RTM occurs when the correlation between two variables is not perfect, which may be due to measurement errors and or factors or elements unique to each of the variables. The lower the correlation the greater the amount of error and the greater the regression to the mean.

Another example - When you give students a test and select the bottom 5% of the students, it is statistically unlikely that those exact same set of students will again perform poorly on the next test as well. Even if one of the students in the group performs better, then the group as a whole is in a better position. Same can be said for top 5%

How to combat? Use multiple baseline measurements and use RCT with control group

Extra: Mediation vs Moderation

For both mediation and moderation, as outlined by Baron and Kenny (1986) is that the role of a third variable plays an important role in governing the relationship between two other variables.

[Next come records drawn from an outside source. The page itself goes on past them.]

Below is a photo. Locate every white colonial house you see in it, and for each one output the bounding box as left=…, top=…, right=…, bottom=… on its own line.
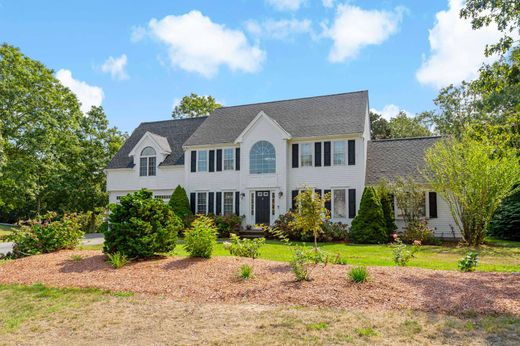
left=106, top=91, right=455, bottom=238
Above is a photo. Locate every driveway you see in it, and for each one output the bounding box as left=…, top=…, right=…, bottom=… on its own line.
left=0, top=233, right=105, bottom=255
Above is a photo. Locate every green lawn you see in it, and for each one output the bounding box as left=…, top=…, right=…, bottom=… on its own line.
left=82, top=240, right=520, bottom=272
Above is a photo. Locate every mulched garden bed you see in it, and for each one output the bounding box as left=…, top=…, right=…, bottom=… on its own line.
left=0, top=251, right=520, bottom=315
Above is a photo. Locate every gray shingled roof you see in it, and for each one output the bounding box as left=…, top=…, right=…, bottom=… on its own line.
left=366, top=137, right=441, bottom=185
left=107, top=117, right=207, bottom=169
left=184, top=91, right=368, bottom=146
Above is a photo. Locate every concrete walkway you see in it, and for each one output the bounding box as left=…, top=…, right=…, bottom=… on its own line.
left=0, top=233, right=105, bottom=255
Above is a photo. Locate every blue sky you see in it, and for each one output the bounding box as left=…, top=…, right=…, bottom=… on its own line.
left=0, top=0, right=504, bottom=131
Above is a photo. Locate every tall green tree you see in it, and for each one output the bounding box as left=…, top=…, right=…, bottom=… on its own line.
left=172, top=93, right=222, bottom=119
left=388, top=111, right=432, bottom=138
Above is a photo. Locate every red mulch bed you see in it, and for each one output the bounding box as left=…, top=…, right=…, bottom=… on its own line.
left=0, top=251, right=520, bottom=315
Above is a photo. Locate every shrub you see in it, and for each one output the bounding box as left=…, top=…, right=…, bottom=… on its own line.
left=349, top=186, right=389, bottom=244
left=348, top=267, right=368, bottom=283
left=401, top=219, right=438, bottom=244
left=238, top=264, right=253, bottom=280
left=103, top=189, right=183, bottom=258
left=184, top=215, right=218, bottom=258
left=6, top=212, right=84, bottom=257
left=393, top=238, right=420, bottom=267
left=224, top=234, right=265, bottom=259
left=459, top=251, right=478, bottom=272
left=215, top=214, right=242, bottom=238
left=488, top=191, right=520, bottom=241
left=107, top=252, right=128, bottom=269
left=168, top=185, right=192, bottom=226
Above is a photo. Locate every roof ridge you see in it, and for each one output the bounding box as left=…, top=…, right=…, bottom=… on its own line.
left=370, top=135, right=443, bottom=142
left=217, top=90, right=368, bottom=109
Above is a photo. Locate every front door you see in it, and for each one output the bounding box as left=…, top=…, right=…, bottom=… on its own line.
left=255, top=191, right=270, bottom=225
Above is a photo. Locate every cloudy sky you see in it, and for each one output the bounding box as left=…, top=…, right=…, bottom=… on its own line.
left=0, top=0, right=499, bottom=131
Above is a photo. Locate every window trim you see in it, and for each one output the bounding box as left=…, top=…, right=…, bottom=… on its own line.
left=298, top=142, right=314, bottom=168
left=331, top=140, right=347, bottom=166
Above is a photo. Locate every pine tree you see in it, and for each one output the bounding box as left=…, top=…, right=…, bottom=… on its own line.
left=349, top=186, right=388, bottom=244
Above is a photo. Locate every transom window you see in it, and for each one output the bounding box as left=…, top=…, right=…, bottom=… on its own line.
left=224, top=148, right=235, bottom=171
left=249, top=141, right=276, bottom=174
left=300, top=143, right=312, bottom=167
left=197, top=150, right=208, bottom=172
left=334, top=141, right=346, bottom=166
left=139, top=147, right=157, bottom=177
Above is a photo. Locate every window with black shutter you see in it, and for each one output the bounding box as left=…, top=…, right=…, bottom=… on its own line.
left=323, top=142, right=331, bottom=166
left=235, top=148, right=240, bottom=171
left=235, top=191, right=240, bottom=215
left=190, top=192, right=196, bottom=215
left=348, top=139, right=356, bottom=166
left=348, top=189, right=356, bottom=219
left=217, top=149, right=222, bottom=172
left=428, top=191, right=437, bottom=219
left=208, top=192, right=215, bottom=214
left=215, top=192, right=222, bottom=215
left=191, top=150, right=197, bottom=172
left=314, top=142, right=321, bottom=167
left=292, top=143, right=298, bottom=168
left=323, top=189, right=332, bottom=212
left=291, top=190, right=298, bottom=209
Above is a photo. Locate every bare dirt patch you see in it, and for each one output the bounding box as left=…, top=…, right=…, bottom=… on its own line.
left=0, top=251, right=520, bottom=315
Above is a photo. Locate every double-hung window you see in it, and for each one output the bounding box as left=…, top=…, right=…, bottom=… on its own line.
left=224, top=148, right=235, bottom=171
left=332, top=189, right=347, bottom=219
left=300, top=143, right=312, bottom=167
left=197, top=192, right=208, bottom=214
left=197, top=150, right=208, bottom=172
left=224, top=191, right=234, bottom=215
left=333, top=141, right=346, bottom=166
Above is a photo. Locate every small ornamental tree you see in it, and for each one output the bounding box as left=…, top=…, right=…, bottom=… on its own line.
left=289, top=187, right=330, bottom=249
left=424, top=136, right=520, bottom=246
left=103, top=189, right=183, bottom=258
left=349, top=186, right=388, bottom=244
left=168, top=185, right=192, bottom=223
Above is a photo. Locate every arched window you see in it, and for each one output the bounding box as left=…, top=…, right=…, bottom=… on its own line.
left=249, top=141, right=276, bottom=174
left=139, top=147, right=157, bottom=177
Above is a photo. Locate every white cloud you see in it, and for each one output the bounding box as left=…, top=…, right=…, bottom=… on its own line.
left=130, top=26, right=146, bottom=42
left=416, top=0, right=506, bottom=88
left=246, top=19, right=312, bottom=40
left=323, top=4, right=405, bottom=62
left=101, top=54, right=128, bottom=80
left=149, top=11, right=265, bottom=78
left=321, top=0, right=334, bottom=8
left=266, top=0, right=306, bottom=11
left=370, top=104, right=413, bottom=120
left=56, top=69, right=104, bottom=113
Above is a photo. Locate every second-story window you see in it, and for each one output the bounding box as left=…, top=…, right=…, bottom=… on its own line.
left=224, top=148, right=235, bottom=171
left=300, top=143, right=312, bottom=167
left=197, top=150, right=208, bottom=172
left=333, top=141, right=346, bottom=166
left=139, top=147, right=157, bottom=177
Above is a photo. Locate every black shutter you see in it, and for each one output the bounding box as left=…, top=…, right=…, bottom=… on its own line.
left=348, top=189, right=356, bottom=219
left=428, top=191, right=437, bottom=219
left=191, top=150, right=197, bottom=172
left=217, top=149, right=222, bottom=172
left=314, top=142, right=321, bottom=167
left=348, top=139, right=356, bottom=166
left=292, top=143, right=298, bottom=168
left=190, top=192, right=196, bottom=215
left=235, top=148, right=240, bottom=171
left=215, top=192, right=222, bottom=215
left=235, top=191, right=240, bottom=215
left=208, top=192, right=215, bottom=214
left=209, top=150, right=215, bottom=172
left=291, top=190, right=298, bottom=209
left=323, top=189, right=332, bottom=211
left=323, top=142, right=330, bottom=166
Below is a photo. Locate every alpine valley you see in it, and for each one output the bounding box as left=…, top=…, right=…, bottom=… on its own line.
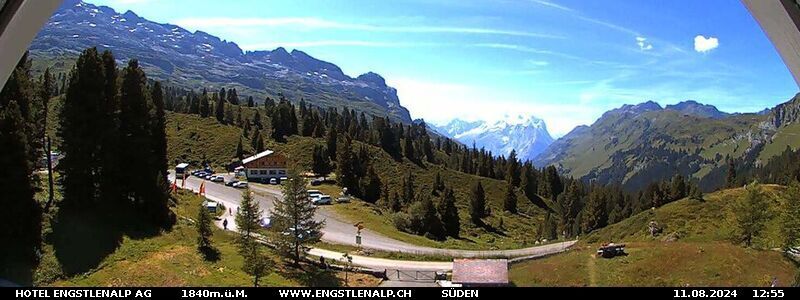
left=534, top=96, right=800, bottom=191
left=23, top=0, right=800, bottom=196
left=435, top=115, right=553, bottom=161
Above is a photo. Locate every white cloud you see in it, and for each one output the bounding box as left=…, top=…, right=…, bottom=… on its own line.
left=531, top=0, right=575, bottom=12
left=636, top=36, right=653, bottom=51
left=694, top=35, right=719, bottom=53
left=173, top=18, right=564, bottom=39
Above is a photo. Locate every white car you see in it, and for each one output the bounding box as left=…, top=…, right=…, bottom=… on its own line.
left=233, top=181, right=247, bottom=189
left=258, top=217, right=272, bottom=228
left=306, top=190, right=322, bottom=201
left=311, top=195, right=333, bottom=205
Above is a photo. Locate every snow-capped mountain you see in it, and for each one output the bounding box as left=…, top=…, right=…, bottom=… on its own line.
left=30, top=0, right=411, bottom=122
left=436, top=115, right=553, bottom=161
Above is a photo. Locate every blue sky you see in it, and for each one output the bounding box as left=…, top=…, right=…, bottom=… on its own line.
left=88, top=0, right=798, bottom=136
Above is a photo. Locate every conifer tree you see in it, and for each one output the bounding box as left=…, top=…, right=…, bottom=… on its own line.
left=195, top=205, right=214, bottom=255
left=200, top=89, right=211, bottom=118
left=732, top=182, right=769, bottom=247
left=270, top=170, right=324, bottom=265
left=439, top=188, right=461, bottom=238
left=212, top=89, right=225, bottom=124
left=469, top=181, right=486, bottom=225
left=361, top=166, right=382, bottom=203
left=503, top=181, right=517, bottom=213
left=780, top=181, right=800, bottom=250
left=58, top=48, right=107, bottom=207
left=325, top=126, right=338, bottom=160
left=0, top=100, right=42, bottom=268
left=336, top=138, right=358, bottom=195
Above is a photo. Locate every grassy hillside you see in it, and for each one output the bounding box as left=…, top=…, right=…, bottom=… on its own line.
left=511, top=185, right=798, bottom=286
left=583, top=185, right=785, bottom=249
left=509, top=241, right=797, bottom=287
left=166, top=112, right=253, bottom=168
left=274, top=136, right=544, bottom=249
left=537, top=104, right=776, bottom=191
left=21, top=171, right=379, bottom=286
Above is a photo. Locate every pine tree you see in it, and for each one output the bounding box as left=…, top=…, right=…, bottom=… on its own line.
left=228, top=88, right=239, bottom=105
left=236, top=136, right=244, bottom=160
left=236, top=189, right=262, bottom=251
left=251, top=130, right=265, bottom=153
left=336, top=138, right=358, bottom=194
left=212, top=89, right=225, bottom=124
left=725, top=158, right=736, bottom=188
left=311, top=145, right=331, bottom=177
left=270, top=170, right=324, bottom=265
left=389, top=192, right=403, bottom=212
left=0, top=100, right=42, bottom=268
left=402, top=172, right=416, bottom=203
left=670, top=174, right=687, bottom=201
left=439, top=189, right=461, bottom=238
left=236, top=189, right=272, bottom=286
left=781, top=181, right=800, bottom=250
left=325, top=126, right=338, bottom=160
left=200, top=89, right=211, bottom=118
left=150, top=81, right=168, bottom=172
left=469, top=181, right=486, bottom=225
left=503, top=181, right=517, bottom=214
left=506, top=149, right=520, bottom=186
left=194, top=205, right=214, bottom=255
left=581, top=190, right=608, bottom=232
left=732, top=182, right=769, bottom=247
left=58, top=48, right=108, bottom=207
left=361, top=166, right=382, bottom=203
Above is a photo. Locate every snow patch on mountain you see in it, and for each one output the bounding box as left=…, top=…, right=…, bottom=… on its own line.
left=436, top=114, right=553, bottom=161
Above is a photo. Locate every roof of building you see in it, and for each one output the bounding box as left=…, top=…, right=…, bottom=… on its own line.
left=242, top=150, right=275, bottom=164
left=452, top=259, right=508, bottom=284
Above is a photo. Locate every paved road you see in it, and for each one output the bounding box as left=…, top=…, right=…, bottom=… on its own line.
left=172, top=176, right=576, bottom=262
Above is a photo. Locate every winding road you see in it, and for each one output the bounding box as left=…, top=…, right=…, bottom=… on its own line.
left=170, top=175, right=576, bottom=271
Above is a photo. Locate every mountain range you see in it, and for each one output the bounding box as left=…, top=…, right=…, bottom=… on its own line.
left=435, top=115, right=553, bottom=161
left=30, top=0, right=411, bottom=123
left=534, top=96, right=800, bottom=191
left=30, top=0, right=800, bottom=190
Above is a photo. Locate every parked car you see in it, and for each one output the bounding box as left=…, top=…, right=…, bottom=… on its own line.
left=258, top=218, right=272, bottom=228
left=306, top=190, right=322, bottom=200
left=311, top=195, right=332, bottom=205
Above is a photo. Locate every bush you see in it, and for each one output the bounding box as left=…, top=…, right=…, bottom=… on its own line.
left=391, top=212, right=411, bottom=232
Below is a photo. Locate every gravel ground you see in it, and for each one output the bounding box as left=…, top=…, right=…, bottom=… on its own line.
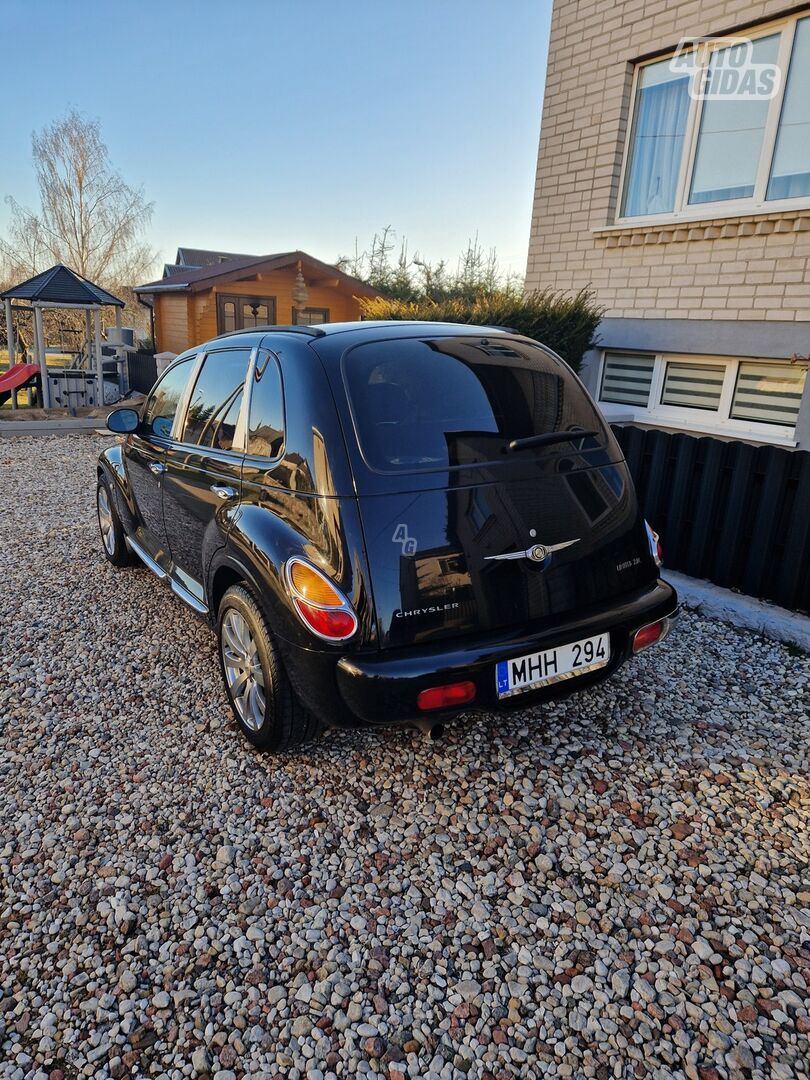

1. For us to claim a mediation effect the first step is to show a significant relationship between independent variable and the mediator (A) and then show a significant relationship between the mediator and the dependent variable (B) and then a significant relationship between the IV and DV (C). However, others have argued that these requirements for mediation result in very low power. The final step in proving mediation is that once the mediator and independent variable are used simultaneously to predict the dependent variable then the significant path between the independent and dependent variable is now reduced, if not insignificant. Therefore, mediation tests the causal chain X leads to change in mediator which leads to change in Y and explains why X affects Y. Mediators tell us why something works

   Ex. SES predicts parental education levels. Parental education levels predict child reading ability. Parental education levels are shown to explore the relationship between SES and reading ability.

·      Mediation: third variable accounts for the relation between the IV and the DV. So the relationship between an IV and DV is explained by the mediator on a causal path. Therefore, mediation tests the causal chain X leads to change in mediator which leads to change in Y and explains why X affects Y. Mediators tell us why something works

o      Step 1 – IV predicts DV

·      Caveat – not always necessary. If steps 2 &3 are met then path between IV and DV are implied

o      Step 2 – IV predicts mediator (have to have)

o      Step 3 – Mediator predicts DV (controlling for IV)

·      others have argued that steps 1-3 for mediation result in very low power so Baron and Kenny say step 4 is the final step in proving mediation

o      Step 4 -  when mediator is entered into regression, the relation between IV and DV disappears (or weakens)

o      Ex: Does body dissatisfaction mediate the effect of body mass index on the drive for thinness? If significant, body dissatisfaction would explain the relationship between BMI and drive for thinness.

Moderation : Third variable (moderator) affects the direction and/or strength of the relation between IV and DV. The moderator can influence the magnitude and/or direction of the relationship between the two variables. Does not explain why X affects Y as in mediation but does tell us if the relation between X and Y is different at different levels of (Moderator) so for who or under what conditions.

Testing for moderation includes seeing whether there is an interaction between predictor x moderator that significantly predicts the outcome variable.

Ex: Is the effect of stress on depression symptoms moderated by social support? For individuals with high social support, relationship between stress and depression weakens. Or ,for individuals with low social support, relationship between stress and depression is amplified. Ex. Gender moderates the relationship between work experience and salary.